研究課題
生活に必要な時間知覚や運動タイミングの制御には、大脳基底核と小脳が重要である。本研究では、大脳-基底核ループや大脳-小脳連関によって重層的に処理されると考えられている時間情報を具体的な行動や神経活動としてとらえるとともに、これらのパラメータ調節に基底核や小脳で知られている特徴的な局所回路がどう関与しているのか、線条体や小脳核などへの薬物投与による行動への影響を調べることで明らかにする。3年目にあたる平成25年度には、線条体への薬物投与による影響を重点的に調べた。手がかり刺激の後、一定の時間が経過した後に自発的に眼球運動をするようにサルを訓練し、運動タイミングによって、時間経過をモニターする神経機構を調べた。これまでの研究で、線条体から時間経過とともに増大する活動が記録されており、また、その上昇率が再現時間によって異なることを見出している。これらの記録部位にドーパミンあるいはアセチルコリン受容体へのリガンドを微量注入し、神経モジュレータの計時における役割を探った。2頭のサルで様々な薬物の効果を調べたところ、ドーパミンD2受容体拮抗薬で再現時間が短縮すること、ニコチン性アセチルコリン受容体でも同様の効果があること、ニコチンの投与では逆に反応時間が延長することを見出した。
2: おおむね順調に進展している
おおむね順調に研究が進展している。計画書に挙げた2つの実験課題のうち、上述の時間再現課題に関しては、すでに興味深いデータが得られている。他方の欠落オドボール課題については、少しずつ新たなデータが集まりつつあるが、やや研究が遅れている。小脳からの記録および刺激実験を進めている。
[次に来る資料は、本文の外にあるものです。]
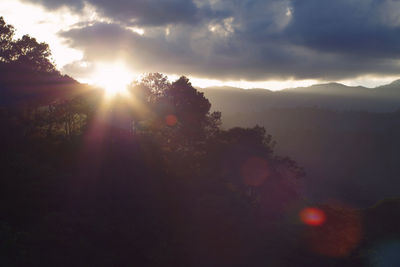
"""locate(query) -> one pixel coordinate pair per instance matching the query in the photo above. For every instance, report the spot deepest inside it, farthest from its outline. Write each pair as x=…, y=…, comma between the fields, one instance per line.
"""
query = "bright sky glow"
x=114, y=78
x=45, y=25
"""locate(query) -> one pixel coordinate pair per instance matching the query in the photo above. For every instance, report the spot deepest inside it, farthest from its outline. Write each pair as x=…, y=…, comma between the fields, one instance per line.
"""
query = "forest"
x=154, y=179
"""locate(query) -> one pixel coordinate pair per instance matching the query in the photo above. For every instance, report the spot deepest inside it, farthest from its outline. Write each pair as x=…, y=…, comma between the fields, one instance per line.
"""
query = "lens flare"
x=340, y=233
x=312, y=216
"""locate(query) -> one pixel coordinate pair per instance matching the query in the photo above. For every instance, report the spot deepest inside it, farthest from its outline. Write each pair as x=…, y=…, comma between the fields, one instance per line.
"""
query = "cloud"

時間再現課題に関しては、薬理実験のデータが9割方集まり、論文作成に着手しており、H26年度前半に投稿する予定である。昨年度報告した神経活動については、2頭目からのデータ収集に時間がかかっているが、最終年度前半までに終了したいと考えている。オドボール課題に関しては、小脳核での記録・刺激実験を続けるとともに、イオン泳動法を利用した薬物投与に挑戦すること検討している。